In New York City in February 1997, Coughlin’s sight began deteriorating. Five days later, he was completely blind—stricken in his 30s by a rare, irreversible genetic disorder of the optic nerve that normally affects teens and young adults. Already alcohol-dependent, he was soon unemployed and dependent on disability checks. He confronted countless challenges in navigating city life, including physical barriers, inconsiderate strangers, and bureaucratic delays. In his favor, however, were his persistence and his preternatural ability to enlist help from others. For example, he persuaded a clerk to sell him a cane without the required mobility certification, and an ally at Gay Men’s Health Crisis helped him join a support group of HIV-positive blind people even though he was upfront about being HIV-negative. He continued to pursue his love of visual arts and photography by engaging a curator to narrate museum visits and a sighted Alcoholics Anonymous colleague to help take pictures. Coughlin also achieved sobriety and took up meditation, prayer, and ayurvedic practices. His physical and spiritual health improved, which helped him deal with the loss of another job and a beloved guide dog. Fifteen years after becoming blind, his sight began to return, but he already saw life differently.
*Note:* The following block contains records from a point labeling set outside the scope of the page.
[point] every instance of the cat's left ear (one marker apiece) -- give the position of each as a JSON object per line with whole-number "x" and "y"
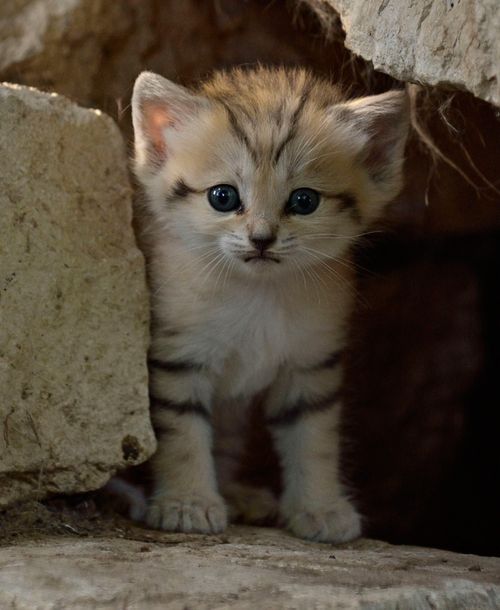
{"x": 158, "y": 105}
{"x": 378, "y": 126}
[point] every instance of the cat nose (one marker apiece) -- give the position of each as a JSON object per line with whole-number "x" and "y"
{"x": 262, "y": 243}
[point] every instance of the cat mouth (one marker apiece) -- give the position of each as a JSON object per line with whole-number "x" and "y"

He began a journal (reprinted as an appendix), in which he cites “patience, prayer and turmeric” as “the corner stones of my journey out of the darkness.” Each chapter closes with a selected journal entry, foreshadowing and eventually merging with the narrative. Medford-Rosow (Inflection Point, 2015) and debut author Coughlin skillfully condense two decades into 33 easy-to-read vignettes about Coughlin’s challenges, setbacks, and breakthroughs. This results in a multilayered account that works on several levels, offering granular details of the blindness experience, detailing the difference between physical sight and personal vision, and highlighting the redemptive power of healing. The authors convey Coughlin’s spirituality and faith without being preachy, and they balance poignant moments with workaday complaints and unvarnished assessments of Coughlin’s behavior and relationships. The patient delivery allows this truly exceptional story to speak for itself.
An emotional account of a remarkable personal odyssey.